A
Atrocitous
Guest
I have been burnt out with the Roman Catholic Church for many years now. It was extremely hard for me to grow up in the Church I only every so briefly enjoyed it, but remained because there were times I did value it…, but now It isn’t getting better only worse. I would have worshiped at home long before the wuhan flu if I could have, now since its’ arrival it has been a blessing for me, at least I am no longer tormented with being around people i do not want to be around. An i can mute homilies an bad singing now. Mass at home is my last leg.

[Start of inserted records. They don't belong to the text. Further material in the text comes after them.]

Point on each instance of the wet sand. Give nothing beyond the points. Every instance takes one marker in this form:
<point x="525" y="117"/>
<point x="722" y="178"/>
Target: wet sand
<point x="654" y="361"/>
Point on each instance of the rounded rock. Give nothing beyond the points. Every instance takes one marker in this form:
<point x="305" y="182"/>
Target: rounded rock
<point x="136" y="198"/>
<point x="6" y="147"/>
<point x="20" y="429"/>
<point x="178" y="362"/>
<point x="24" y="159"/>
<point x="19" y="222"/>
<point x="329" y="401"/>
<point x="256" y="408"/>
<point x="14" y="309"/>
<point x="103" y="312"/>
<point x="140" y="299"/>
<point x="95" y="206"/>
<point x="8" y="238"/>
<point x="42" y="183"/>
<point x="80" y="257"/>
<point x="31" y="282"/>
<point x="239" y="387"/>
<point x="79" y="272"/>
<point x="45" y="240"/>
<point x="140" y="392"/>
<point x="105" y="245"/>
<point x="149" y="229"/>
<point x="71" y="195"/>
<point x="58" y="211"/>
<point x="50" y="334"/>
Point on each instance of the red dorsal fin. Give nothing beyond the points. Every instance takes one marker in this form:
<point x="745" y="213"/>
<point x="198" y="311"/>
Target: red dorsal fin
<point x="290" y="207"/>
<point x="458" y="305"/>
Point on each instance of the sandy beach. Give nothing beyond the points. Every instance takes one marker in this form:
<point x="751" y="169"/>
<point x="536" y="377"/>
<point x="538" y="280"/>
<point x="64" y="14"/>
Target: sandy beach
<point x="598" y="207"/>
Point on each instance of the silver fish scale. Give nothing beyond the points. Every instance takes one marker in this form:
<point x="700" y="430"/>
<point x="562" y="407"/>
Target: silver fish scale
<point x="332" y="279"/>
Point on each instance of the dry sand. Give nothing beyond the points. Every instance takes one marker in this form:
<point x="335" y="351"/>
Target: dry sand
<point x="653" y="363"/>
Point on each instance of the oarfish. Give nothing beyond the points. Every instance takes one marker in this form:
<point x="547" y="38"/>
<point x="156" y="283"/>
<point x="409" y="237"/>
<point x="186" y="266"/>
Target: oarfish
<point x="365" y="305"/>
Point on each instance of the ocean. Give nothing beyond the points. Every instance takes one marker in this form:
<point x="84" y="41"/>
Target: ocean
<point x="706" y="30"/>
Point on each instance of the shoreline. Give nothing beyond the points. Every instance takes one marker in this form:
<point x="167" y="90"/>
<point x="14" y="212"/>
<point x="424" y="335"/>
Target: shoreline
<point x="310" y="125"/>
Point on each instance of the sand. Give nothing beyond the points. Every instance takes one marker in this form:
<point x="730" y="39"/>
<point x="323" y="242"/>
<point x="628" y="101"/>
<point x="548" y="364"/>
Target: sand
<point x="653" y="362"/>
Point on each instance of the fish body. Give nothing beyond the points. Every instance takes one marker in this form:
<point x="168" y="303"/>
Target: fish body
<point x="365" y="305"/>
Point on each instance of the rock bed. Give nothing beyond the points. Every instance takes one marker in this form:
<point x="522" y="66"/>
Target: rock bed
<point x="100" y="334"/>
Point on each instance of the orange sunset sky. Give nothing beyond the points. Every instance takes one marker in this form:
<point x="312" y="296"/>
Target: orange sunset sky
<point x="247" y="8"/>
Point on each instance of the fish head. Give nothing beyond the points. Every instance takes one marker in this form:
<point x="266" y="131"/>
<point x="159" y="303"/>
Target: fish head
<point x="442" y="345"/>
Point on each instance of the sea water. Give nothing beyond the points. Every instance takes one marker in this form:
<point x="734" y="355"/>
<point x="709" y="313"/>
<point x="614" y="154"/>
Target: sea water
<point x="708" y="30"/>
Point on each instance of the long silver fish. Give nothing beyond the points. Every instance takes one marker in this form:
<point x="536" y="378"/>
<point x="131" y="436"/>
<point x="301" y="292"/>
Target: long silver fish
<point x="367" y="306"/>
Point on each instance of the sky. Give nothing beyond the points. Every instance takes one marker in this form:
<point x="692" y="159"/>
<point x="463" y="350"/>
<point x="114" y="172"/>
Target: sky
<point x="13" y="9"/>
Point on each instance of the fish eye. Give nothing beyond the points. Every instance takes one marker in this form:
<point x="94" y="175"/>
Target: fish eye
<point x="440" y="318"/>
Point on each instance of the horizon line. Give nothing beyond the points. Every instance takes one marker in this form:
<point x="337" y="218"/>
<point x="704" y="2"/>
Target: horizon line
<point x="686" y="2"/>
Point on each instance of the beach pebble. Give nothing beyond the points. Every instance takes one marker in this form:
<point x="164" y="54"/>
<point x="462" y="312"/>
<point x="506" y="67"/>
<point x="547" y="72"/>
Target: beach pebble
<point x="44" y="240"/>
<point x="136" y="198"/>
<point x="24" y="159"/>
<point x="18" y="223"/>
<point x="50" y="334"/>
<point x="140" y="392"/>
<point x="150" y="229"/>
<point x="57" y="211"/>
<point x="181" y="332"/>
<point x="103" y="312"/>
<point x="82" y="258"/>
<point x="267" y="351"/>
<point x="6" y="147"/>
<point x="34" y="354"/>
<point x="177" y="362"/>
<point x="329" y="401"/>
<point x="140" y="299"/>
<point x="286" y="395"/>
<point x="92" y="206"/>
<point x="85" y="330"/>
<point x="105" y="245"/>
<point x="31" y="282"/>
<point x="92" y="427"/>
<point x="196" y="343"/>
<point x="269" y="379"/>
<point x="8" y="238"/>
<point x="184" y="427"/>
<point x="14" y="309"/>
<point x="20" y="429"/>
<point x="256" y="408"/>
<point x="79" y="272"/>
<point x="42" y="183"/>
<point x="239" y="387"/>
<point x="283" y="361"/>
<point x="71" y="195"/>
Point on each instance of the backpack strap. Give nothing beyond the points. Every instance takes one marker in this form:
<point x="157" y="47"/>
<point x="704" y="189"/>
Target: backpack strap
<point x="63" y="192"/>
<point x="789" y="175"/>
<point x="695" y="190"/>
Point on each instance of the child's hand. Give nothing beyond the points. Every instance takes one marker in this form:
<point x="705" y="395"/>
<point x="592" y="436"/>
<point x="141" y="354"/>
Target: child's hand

I guess what I am asking prayers that I can let go of the anger an resentment at the church in general, and those religious and clergy who have done irreparable damage to my faith and quality of life. An prayers that I can be at peace in my own home an enjoy at the very least worshiping at home with online mass or via tv broadcasts. That I wont feel the need to mute homilies and wont feel the need to mute terrible music and singing. I’ll be back to the physical church at Easter , granted i will be waiting out side until it is time for Communion. The Good Lord has seen to give me many crosses to bear, and has added on these problems that have been building with me and the church… If anything maybe a prayer that He takes these new crosses an maybe a few of the old ones back. If God sees fit to leave me at the state I am in, if this is to be my purgatory now so I don’t have to suffer it later, I just ask that I can at least keep going with Mass from home an make it to the end.